Gradient descent is an iterative optimization algorithm that moves parameters in the direction of the negative gradient of a loss function to find (typically local) minima, and in ML it is used to learn model weights that minimize a chosen cost. Batch, stochastic, and mini-batch gradient descent differ mainly in how much data they use per parameter update, which affects speed, noise, and memory usage.

### Core idea of gradient descent

- Gradient descent updates parameters $\theta$ by $\theta \leftarrow \theta - \eta \nabla_\theta J(\theta)$, where $\eta$ is the learning rate and $J$ is the cost function.
- Following the negative gradient corresponds to moving in the direction of steepest decrease of the cost, so repeated updates aim to reach a minimum of $J$.

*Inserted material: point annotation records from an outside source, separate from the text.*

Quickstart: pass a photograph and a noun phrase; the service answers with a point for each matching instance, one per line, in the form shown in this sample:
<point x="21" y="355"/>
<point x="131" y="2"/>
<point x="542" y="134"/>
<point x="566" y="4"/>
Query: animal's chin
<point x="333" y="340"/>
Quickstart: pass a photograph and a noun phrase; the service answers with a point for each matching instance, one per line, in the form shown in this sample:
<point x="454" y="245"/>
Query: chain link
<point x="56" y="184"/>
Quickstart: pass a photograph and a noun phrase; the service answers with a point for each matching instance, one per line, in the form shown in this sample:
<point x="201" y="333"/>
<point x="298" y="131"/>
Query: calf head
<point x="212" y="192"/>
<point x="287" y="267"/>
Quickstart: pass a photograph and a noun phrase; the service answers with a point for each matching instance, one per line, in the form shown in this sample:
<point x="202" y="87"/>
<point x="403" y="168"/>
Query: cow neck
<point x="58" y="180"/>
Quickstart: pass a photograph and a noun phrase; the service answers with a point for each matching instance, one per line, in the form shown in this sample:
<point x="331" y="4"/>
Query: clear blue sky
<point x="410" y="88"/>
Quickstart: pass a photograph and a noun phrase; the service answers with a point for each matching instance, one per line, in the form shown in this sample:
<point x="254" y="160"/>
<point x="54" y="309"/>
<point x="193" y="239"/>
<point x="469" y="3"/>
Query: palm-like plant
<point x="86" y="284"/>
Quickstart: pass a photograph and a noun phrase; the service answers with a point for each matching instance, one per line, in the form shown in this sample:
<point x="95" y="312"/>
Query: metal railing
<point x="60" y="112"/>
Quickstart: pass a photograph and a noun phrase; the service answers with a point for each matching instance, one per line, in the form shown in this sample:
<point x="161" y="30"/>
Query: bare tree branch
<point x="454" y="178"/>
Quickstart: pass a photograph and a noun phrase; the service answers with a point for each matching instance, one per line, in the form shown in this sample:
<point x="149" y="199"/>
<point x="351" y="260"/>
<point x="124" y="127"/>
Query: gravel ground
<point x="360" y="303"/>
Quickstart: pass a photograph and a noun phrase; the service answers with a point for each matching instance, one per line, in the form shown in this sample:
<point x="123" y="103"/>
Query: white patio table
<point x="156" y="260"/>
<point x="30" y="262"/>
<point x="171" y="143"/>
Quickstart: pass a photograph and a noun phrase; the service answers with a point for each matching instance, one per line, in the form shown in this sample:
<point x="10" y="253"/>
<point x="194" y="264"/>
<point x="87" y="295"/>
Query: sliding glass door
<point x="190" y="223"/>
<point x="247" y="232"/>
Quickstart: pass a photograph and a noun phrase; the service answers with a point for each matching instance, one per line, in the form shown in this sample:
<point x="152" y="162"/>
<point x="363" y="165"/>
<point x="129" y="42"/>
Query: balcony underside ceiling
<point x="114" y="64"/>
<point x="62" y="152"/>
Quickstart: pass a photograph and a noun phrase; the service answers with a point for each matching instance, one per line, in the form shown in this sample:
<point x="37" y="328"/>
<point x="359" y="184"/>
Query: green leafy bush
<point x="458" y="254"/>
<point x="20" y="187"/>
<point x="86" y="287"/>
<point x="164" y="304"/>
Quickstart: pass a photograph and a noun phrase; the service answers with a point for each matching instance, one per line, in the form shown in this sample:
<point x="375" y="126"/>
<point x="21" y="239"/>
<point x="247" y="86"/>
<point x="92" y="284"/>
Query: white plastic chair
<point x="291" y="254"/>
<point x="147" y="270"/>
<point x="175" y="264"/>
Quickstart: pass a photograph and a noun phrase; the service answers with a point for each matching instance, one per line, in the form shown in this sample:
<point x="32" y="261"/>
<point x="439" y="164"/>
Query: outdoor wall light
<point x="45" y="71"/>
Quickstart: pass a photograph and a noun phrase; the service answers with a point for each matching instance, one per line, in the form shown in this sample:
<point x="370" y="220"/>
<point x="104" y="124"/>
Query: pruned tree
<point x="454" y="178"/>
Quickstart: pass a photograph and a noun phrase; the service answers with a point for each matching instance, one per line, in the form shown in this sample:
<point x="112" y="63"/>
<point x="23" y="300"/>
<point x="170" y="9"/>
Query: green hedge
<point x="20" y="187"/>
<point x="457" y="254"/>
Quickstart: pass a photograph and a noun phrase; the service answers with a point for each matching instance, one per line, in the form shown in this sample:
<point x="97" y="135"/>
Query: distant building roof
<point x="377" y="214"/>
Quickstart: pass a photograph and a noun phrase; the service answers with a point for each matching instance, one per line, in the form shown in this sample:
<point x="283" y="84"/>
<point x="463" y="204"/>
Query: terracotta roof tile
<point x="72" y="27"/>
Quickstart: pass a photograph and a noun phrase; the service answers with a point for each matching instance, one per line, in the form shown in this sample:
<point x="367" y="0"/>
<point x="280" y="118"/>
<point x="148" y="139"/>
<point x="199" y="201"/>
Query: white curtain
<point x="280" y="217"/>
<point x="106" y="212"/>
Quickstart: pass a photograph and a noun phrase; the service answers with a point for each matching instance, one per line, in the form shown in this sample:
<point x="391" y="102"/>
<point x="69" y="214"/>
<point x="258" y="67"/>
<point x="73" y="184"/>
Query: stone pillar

### Batch (vanilla) gradient descent

- Batch gradient descent computes the gradient using the entire training dataset before performing a single update, and one full pass over the data is an epoch.
- This yields a stable, low-variance gradient estimate but can be slow and memory‑intensive for large datasets because each update waits for all examples to be processed.

### Stochastic gradient descent (SGD)

- SGD updates parameters after each individual training example, computing the gradient using only that sample.
- This makes updates very frequent and often faster per update than batch descent, but the gradient estimate is noisy, causing the loss to fluctuate instead of decreasing smoothly and sometimes helping escape shallow local minima.

### Mini-batch gradient descent

- Mini-batch gradient descent splits the training data into small batches (e.g., 32, 64, 128 examples) and updates parameters for each batch.
- It balances efficiency and noise: gradients are less noisy than pure SGD and updates are more frequent and memory‑efficient than full‑batch, which is why this is the default choice in most modern deep learning frameworks.

### Practical implications and usage

- Mini-batch methods exploit hardware like GPUs efficiently through vectorized operations over batches, significantly speeding up training.
- In practice, gradient descent is often combined with enhancements such as momentum, learning-rate schedules, and adaptive methods (Adam, RMSProp) to improve convergence behavior and robustness.